During the past few weeks, my friend Justin and I have taken a hiatus from our Bible study on Titus. He took a mission trip to North Dakota, a place to which he has been returning for several years, and Windom. His grandfather also died. So we're working through that.
But I have been going to church pretty much every week, as usual.
My darling wife and I have switched from a family service (which we liked, because church wasn't complete without crying and yelling babies -- I'm totally serious) to the more traditional Lutheran service offered at the same time.
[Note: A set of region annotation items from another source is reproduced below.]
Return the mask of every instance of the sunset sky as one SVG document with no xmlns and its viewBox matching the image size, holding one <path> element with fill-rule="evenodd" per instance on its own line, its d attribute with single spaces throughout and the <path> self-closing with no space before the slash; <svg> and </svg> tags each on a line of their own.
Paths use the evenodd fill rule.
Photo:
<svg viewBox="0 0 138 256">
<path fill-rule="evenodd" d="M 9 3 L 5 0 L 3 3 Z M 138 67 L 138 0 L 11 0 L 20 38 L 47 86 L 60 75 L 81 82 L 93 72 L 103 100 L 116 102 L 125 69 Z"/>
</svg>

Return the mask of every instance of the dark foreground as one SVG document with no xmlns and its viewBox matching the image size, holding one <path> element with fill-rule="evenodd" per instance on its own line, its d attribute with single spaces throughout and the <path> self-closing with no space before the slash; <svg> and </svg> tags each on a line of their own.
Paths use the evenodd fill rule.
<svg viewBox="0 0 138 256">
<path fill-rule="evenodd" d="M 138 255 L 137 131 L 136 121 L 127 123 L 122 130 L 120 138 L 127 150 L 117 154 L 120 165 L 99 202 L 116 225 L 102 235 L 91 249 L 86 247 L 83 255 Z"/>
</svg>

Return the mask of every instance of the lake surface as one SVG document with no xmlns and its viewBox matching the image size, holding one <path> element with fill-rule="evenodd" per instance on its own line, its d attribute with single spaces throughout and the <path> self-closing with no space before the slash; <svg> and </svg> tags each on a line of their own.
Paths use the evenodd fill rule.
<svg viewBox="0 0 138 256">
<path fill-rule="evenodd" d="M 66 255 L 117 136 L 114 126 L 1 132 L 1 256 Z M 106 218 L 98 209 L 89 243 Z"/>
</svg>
This week, a hymn that I don't remember ever hearing struck a chord with me. I'm sure some of you know it -- "Let All Things Now Living." Here are the lyrics:
"Let all things now living a song of thanksgiving to God the creator triumphantly raise, who fashioned and made us, protected and stayed us, who still guides us on to the end of our days.
"God's banners are o'er us, his light goes before us, a pillar of fire shining forth in the night, till shadows have vanished and darkness is banished, as forward we travel from light into light.
"His law he enforces, the stars in their courses and sun in its orbit obediently shine; the hills and the mountains, the rivers and fountains, the deeps of the ocean proclaim him divine.
"We too should be voicing our love and rejoicing; with glad adoration a song let us raise till all things now living unite in thanksgiving: 'To God in the highest, hosanna and praise!'"
This hymn reminded me that all of the things God has created praise him, except us. We have a choice. But why would we choose not to bow to our creator? So many more powerful things than me -- stars, the sun, hills, mountains, rivers, fountains, the ocean -- obey a mighty God that commands they follow a path he's forged for them.
Why do I disobey? Why not submit to my creator's might and glory? Why do I have times when I'm purposely praiseless? To be honest, I don't remember the last time I said the word hosanna. Maybe that's because language has changed, but maybe it's because I need to change my heart.